The English-language version of the song, "Shut Up", later appeared on LaFee's third studio album Shut Up. It too was released as the albums' first single in 2008.

=="Shut Up"==

"Shut Up", an English version of "Heul doch", was released as LaFee's first English single in Europe on 23 May 2008. The music video premiered on 30 May 2008 on The Dome.

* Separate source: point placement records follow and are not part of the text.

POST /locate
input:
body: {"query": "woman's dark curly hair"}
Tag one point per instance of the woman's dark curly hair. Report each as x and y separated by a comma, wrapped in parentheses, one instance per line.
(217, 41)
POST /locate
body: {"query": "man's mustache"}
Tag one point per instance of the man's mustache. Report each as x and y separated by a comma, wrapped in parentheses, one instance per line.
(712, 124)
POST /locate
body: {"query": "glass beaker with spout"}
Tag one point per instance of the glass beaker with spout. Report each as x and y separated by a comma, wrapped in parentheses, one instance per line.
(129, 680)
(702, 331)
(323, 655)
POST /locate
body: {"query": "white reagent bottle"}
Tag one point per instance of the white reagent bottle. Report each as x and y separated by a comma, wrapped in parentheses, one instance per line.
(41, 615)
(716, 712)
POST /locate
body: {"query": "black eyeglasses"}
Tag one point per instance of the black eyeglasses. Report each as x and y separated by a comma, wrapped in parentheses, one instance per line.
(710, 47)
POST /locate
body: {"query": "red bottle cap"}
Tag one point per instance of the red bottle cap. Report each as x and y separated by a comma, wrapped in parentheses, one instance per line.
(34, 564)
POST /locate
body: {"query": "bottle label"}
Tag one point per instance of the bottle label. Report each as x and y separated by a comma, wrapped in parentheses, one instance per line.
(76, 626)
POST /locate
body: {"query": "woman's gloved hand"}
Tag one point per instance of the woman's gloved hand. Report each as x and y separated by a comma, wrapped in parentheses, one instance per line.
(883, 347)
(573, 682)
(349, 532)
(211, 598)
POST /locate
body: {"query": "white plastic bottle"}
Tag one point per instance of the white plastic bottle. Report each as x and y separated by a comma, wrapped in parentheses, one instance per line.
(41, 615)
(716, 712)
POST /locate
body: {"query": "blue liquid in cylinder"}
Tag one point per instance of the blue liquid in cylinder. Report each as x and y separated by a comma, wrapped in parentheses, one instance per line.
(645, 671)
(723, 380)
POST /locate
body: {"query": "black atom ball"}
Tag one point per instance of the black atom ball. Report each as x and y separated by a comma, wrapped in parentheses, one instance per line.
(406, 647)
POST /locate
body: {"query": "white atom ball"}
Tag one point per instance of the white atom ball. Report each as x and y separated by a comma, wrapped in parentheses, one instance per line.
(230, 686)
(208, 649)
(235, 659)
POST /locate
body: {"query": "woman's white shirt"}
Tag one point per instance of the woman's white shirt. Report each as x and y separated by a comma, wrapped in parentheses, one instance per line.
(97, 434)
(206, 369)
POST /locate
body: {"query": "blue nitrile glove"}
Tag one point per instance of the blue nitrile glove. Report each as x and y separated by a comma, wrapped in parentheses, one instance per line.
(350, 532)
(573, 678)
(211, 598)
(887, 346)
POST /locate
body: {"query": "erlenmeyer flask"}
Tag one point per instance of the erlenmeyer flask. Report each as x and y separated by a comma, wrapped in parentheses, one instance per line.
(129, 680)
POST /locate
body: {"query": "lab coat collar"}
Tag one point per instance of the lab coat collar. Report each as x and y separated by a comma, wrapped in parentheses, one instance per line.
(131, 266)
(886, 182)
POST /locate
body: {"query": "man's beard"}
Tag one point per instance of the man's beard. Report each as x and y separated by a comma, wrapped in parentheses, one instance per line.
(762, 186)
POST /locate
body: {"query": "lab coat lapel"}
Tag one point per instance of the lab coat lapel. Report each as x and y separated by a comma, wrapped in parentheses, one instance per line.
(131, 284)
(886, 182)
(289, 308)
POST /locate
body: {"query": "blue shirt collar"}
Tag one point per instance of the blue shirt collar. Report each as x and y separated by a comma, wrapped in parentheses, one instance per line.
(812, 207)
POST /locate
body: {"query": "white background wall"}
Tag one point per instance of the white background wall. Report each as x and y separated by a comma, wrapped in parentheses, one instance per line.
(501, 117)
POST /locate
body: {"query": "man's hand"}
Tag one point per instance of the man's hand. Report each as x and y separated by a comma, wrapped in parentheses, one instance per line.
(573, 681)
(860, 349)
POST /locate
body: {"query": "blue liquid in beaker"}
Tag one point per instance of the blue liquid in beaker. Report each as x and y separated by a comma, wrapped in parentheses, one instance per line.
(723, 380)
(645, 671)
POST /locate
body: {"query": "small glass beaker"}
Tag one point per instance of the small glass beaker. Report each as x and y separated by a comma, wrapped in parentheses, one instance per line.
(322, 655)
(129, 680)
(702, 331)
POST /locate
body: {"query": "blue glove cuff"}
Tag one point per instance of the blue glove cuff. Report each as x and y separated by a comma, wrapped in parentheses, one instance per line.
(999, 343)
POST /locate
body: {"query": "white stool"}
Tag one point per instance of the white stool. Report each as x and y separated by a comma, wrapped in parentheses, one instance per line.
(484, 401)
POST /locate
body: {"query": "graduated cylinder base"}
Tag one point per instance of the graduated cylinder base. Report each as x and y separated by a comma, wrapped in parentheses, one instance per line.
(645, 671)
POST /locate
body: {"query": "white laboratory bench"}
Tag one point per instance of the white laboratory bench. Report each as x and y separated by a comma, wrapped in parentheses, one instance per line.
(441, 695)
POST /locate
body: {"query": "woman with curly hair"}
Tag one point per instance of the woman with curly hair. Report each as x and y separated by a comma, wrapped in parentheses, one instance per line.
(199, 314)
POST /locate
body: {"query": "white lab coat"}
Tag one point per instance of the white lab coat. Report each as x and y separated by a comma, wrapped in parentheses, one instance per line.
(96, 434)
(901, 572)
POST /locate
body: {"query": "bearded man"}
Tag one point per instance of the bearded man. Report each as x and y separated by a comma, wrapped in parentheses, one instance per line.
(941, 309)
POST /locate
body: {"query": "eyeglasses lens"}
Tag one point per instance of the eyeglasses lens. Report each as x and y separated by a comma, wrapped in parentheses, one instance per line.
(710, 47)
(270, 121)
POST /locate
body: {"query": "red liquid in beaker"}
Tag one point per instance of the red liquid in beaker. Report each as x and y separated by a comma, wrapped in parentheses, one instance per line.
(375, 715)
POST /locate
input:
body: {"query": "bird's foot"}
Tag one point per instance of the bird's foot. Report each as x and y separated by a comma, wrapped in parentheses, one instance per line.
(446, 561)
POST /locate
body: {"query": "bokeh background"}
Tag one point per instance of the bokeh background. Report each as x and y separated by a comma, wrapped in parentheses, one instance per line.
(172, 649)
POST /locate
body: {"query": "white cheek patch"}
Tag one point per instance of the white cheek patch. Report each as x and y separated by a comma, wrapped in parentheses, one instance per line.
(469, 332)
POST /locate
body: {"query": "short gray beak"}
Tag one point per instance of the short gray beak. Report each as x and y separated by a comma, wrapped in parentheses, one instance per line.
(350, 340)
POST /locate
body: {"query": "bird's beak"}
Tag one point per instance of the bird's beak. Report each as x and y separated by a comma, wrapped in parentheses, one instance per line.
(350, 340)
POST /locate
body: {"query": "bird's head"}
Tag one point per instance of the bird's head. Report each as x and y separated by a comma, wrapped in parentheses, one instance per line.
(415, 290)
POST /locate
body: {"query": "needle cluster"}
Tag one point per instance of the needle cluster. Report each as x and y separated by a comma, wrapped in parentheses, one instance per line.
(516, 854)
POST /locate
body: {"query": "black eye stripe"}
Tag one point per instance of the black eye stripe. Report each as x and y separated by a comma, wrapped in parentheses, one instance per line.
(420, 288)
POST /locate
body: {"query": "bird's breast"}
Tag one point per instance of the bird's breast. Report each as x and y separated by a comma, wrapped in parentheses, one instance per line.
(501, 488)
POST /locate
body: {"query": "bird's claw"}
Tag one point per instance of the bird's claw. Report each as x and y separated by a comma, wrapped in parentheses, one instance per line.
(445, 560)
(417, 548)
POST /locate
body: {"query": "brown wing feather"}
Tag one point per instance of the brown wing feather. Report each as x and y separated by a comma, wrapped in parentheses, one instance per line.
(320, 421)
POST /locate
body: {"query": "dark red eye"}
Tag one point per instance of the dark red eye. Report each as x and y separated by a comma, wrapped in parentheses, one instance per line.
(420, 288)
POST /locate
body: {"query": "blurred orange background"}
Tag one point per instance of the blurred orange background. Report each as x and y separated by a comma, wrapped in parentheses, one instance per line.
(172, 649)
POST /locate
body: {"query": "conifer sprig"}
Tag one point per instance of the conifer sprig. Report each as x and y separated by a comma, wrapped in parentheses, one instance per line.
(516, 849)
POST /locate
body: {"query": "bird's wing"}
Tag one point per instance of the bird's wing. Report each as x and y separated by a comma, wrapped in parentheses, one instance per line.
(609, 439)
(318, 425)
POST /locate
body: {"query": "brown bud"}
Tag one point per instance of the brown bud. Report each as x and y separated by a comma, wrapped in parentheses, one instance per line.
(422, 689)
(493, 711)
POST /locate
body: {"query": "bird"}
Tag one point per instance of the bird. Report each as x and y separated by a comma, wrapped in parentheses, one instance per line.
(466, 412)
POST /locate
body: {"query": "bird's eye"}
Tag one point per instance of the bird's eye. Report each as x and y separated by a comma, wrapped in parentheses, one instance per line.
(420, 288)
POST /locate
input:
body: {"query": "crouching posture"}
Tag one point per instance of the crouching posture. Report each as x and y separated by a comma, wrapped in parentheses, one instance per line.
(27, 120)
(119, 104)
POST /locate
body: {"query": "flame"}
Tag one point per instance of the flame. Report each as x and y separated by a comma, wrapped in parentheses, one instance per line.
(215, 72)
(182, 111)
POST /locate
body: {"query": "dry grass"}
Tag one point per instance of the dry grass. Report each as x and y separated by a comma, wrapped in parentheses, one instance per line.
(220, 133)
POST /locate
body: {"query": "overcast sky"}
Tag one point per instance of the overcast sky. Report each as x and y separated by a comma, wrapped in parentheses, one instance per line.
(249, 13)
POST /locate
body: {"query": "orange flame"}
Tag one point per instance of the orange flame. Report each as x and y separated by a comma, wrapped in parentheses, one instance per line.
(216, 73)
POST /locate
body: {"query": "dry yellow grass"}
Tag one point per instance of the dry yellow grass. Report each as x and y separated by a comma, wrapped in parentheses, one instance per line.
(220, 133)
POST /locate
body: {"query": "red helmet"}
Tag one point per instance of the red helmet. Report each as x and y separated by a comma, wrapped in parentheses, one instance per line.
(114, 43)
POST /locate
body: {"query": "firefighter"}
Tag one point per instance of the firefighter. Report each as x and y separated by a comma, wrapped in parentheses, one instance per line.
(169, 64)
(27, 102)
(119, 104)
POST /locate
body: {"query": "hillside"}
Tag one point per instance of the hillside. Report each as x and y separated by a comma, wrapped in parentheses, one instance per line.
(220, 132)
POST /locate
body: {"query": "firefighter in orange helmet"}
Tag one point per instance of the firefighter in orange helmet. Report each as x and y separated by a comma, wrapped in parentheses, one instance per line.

==Formats and track listing==
- "Heul doch" CD single
1. "Heul doch" (Video Version) - 3:49
2. "Mitternacht" (Live @ Echo) - 3:48

- "Heul doch" CD maxi single
3. "Heul doch" (Single Version) - 3:36
4. "Heul doch" (Acoustic Version) - 3:02
5. "Du bist schön" - 3:27
6. "Heul doch" (Instrumental) - 4:01
7. "Documentary Snippet" (Enhanced Part)
8. "Fotoshooting Making of" (Enhanced Part)
9. "Videoshooting Making of" (Enhanced Part)

- "Shut Up" CD single
10. "Shut Up" - 4:04
11. "Shut Up" (Single Version) - 3:36
12. "Shut Up" (Instrumental Version) - 4:04

==Charts==

| Chart (2007)^{1} | Peak position |
|---|---|
| Austrian Singles Chart | 6 |
| German Singles Chart | 3 |
| Swiss Singles Chart | 25 |

- Notes
- ^{1}: Chart positions of 2007 are of the German version, "Heul doch"

===Year-end charts===

| Chart (2007) | Rank |
|---|---|
| German Singles Chart | 47 |

==Certifications==

| Region | Certification | Certified units/sales |
| Germany (BVMI) | Gold | 300,000^{‡} |
^{‡} Sales+streaming figures based on certification alone.